Появилось на столе и пресловутое шампанское, это по преимуществу французское вино, которое имело несчастье дать пищу стольким куплетам, как и оно французским и настолько же занудным. Хозяин дома потер горлышко пемзой, освобождая пробку, та выстрелила в потолок – дамы вскрикнули от неожиданности – и упала на крышку сырницы, гулко отозвавшуюся на удар. Наполненные бокалы передавались по цепочке, все делалось в спешке и не слишком аккуратно, пена капала на скатерть и на пальцы, дамы хихикали; да, есть на свете минуты незамутненного счастья!

После обеда, уже в гостиной, мадам Эмилия отвела Анри в сторонку и сказала несколько одобрительных слов о том, каких он придерживается воззрений.

– О, я слышала все, что вы говорили! – восклицала она. – Вы высказывали вслух именно то, что я думала. Как вы их всех победили! Я полностью на вашей стороне, да что там – вы были правы, тысячу раз правы!

– Я был не прав, – медленно, делая долгие остановки перед каждым словом, произнес он. – Для чего выражать какие-либо чувства перед теми, кем ничто не движет, и желать, чтобы частицы той поэзии, что переполняет ваше сердце, передались сердцам, навсегда для нее закрытым? Все это – напрасный труд и глупость, безумие какое-то, болезнь, которой я часто болел в прежние годы, но теперь каждый день несет мне исцеление.

– А вы, случаем, не поэт?

– Кто вам это сказал?

– Догадалась.

– Но я люблю читать поэтов, – продолжил он, пропустив мимо ушей ее последнюю реплику. – А вы?

Разве вам не приятно иногда укачивать себя ритмом строк, когда мечта гения уносит вас прочь, туда, где золотые облака, подальше от всех известных вам миров?

Пока он говорил, мадам Рено не спускала с него глаз. Потом проговорила с жаром неутоленной пытливости:

– Это великие минуты счастья, не правда ли?

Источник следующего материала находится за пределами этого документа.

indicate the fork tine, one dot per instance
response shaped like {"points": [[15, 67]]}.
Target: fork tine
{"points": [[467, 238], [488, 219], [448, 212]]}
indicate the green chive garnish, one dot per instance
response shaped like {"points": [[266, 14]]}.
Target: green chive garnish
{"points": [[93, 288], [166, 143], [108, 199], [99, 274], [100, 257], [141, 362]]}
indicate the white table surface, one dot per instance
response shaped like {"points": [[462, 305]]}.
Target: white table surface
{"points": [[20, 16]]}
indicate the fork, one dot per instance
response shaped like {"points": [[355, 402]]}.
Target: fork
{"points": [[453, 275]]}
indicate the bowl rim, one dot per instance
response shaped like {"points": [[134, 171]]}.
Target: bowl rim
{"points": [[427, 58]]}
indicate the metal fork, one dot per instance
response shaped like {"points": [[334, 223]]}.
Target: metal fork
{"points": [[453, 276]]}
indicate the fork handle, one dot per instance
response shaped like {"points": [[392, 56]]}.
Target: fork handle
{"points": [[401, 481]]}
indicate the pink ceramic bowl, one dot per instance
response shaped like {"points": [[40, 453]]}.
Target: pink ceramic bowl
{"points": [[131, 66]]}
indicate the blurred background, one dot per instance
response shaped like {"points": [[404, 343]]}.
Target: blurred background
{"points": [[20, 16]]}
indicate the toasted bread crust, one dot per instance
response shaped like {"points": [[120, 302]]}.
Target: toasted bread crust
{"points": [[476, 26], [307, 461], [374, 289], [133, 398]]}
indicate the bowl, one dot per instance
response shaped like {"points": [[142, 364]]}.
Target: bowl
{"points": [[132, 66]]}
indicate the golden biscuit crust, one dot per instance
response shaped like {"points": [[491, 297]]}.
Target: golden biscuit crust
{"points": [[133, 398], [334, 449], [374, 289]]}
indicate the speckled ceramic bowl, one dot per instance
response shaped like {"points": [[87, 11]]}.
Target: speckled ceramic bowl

Беседуя таким образом, они перешли к историям знаменитых любовных увлечений на театре, самых элегичных и нежных, в мыслях они уже впивали сладостный воздух звездных ночей, запахи летних цветов; они перечисляли друг другу книги, заставившие их плакать, мечтать, перечувствовать Бог весть что… Они размышляли вслух о житейских невзгодах и о солнечных закатах, их беседа длилась недолго, но оказалась чрезвычайно насыщенной. Каждое их слово сопровождали взгляды. Сердца бились в согласии. Мадам Рено восхитило воображение Анри, а того прельстила ее душа.

Мадемуазель Аглаю попросили спеть, она уселась за пианино, нанизала одну на другую несколько гамм, испустила некое ржание, победоносно фыркнула – и принялась распахивать целину клавиатуры. Никто не разобрал ни слова в той итальянской арии, что извлекла она из недр гортани. Но коль скоро вещь была длинна, все зааплодировали, когда она подошла к концу. Немец, чьим мнением об услышанном все было заинтересовались, сослался на свое полное неведение в том, что касается музыки, чем немало позабавил гостей, ведь немцы всегда слыли музыкантами.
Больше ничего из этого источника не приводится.